I think if you were to go through all the figure released between 2004 and 2010, you'll see how many have been re-done to death, and how much money has been wasted by Hasbro. If only they listened to their fans a little more, rather than just give us pretty useless Q&As and contests.
The Employees: What it all comes down to is the people who make these things. My grandfather was an industrial engineer for a major mechanical company in the 1940's and 1950's, designing machine parts, molds, and other parts for various industrial and home machines. In the 50's he got into model railroading in a major way, and would mold his own parts, mix his own plastic. In the early 80's he would remold my Joe weapons, so when I lost them, he'd make me a bunch of new ones out of this great (and probably deadly!) plastic compound he had created.
One thing that always stuck with me was some of his stories from the 70's of his design firm, and how lazy people can be. Once a lead designer mis-measured a gear in a sewing machine they were making by fractions on a millimeter. When this guy was told by an intern that his drawings were off, he got very defensive and passive-aggressive, insisting he was right. Everyone, my grandfather and his partners included, all trusted this employee's measurements (even though he had a rep for being lazy.) Six months later and the prototype is tested, and this was a very anticipated device in their company. Needless to say it didn't work and actually spit out a bit of metal that cut my grandfather's arm up a bit. It made everyone look like an idiot, it cost the firm millions (when millions were millions!
) to re-do the part in time for the client.
A few weeks later the intern confronted my grandfather in the office about the situation. So they pull the guy into his office. The designer (who was freelance) explained that it
didn't really matter what he did, and that it was better if he did it a little bit wrong, as then the firm could get more design work to fix it. So basically he was messing it up the first few times, in the expectation that he would be paid to fix it again; thus getting paid two or more times for the same product.
Sounds a bit like the saga of our AT-AT driving friend, right?
Needless to say, the guy was fired on the spot and worked as a school bus driver until the late 1990's.

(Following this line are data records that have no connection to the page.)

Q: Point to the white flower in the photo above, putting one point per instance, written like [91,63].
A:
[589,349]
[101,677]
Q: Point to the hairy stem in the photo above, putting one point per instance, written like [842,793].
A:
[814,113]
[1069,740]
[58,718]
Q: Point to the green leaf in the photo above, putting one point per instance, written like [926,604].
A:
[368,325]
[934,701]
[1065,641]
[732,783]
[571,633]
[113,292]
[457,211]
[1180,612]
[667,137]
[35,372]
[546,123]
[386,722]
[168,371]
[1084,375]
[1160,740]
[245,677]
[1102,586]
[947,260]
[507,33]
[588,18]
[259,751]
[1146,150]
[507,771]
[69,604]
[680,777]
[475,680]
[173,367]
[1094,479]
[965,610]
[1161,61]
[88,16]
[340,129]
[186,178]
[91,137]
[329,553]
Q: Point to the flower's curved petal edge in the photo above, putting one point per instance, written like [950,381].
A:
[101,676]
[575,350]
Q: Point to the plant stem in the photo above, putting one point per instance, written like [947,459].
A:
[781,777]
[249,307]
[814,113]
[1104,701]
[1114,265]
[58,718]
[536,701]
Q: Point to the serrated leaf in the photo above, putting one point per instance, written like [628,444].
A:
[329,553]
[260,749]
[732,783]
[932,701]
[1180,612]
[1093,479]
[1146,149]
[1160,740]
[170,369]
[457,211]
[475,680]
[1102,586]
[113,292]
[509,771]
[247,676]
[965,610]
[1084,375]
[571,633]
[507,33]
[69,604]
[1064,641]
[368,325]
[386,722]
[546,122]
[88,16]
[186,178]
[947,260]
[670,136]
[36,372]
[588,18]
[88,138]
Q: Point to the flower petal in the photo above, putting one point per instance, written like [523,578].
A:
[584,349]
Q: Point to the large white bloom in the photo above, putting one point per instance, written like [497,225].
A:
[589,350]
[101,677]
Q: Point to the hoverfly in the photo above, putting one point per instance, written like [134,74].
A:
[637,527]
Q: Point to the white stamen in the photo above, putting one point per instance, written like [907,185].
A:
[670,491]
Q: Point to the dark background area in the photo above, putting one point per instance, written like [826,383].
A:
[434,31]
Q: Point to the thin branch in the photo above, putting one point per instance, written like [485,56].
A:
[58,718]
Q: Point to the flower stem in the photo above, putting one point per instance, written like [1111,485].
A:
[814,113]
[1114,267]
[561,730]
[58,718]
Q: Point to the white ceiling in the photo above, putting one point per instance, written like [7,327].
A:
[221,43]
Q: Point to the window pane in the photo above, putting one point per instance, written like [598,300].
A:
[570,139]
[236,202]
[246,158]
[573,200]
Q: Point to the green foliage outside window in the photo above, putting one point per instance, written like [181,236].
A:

Sorry to go all over the place, Spudafett, but it drives me nuts that I've been collecting modern SW since the 1995 relaunch, (and vintage since 1993 i don't count what I had as a kid to be collecting) - and they still use the same straight-up lies and excuses that they used in 1996: It costs too much to tool, it wouldn't sell, no one will buy it. Well take a look Hasbro. Your arrogance is costing you millions. In 2004 with the Vintage line, fans said they wanted every figure to be like that, especially at the $5-7 price range. Now look how much tooling from 2004-2007 you can *actually* re-use for 2010's SW product. Not much, huh? And if you do re-use that old tooling, we won't buy it. Take a look at 2004's OTC line and tell me which of the main characters could actually pass by at retail in 2010. And look at your 2009-2010 product: almost all SA. It took you 5 years to catch up with the fans, why not start the decade off good, and give fans what they want: fully SA troopers.
I guess Star Wars fans really have two options:
be patient and wait until they make a version you find satisfactory,
or be bad ass like Spudafett and make your own.Again, your work is inspiring and you should be really proud!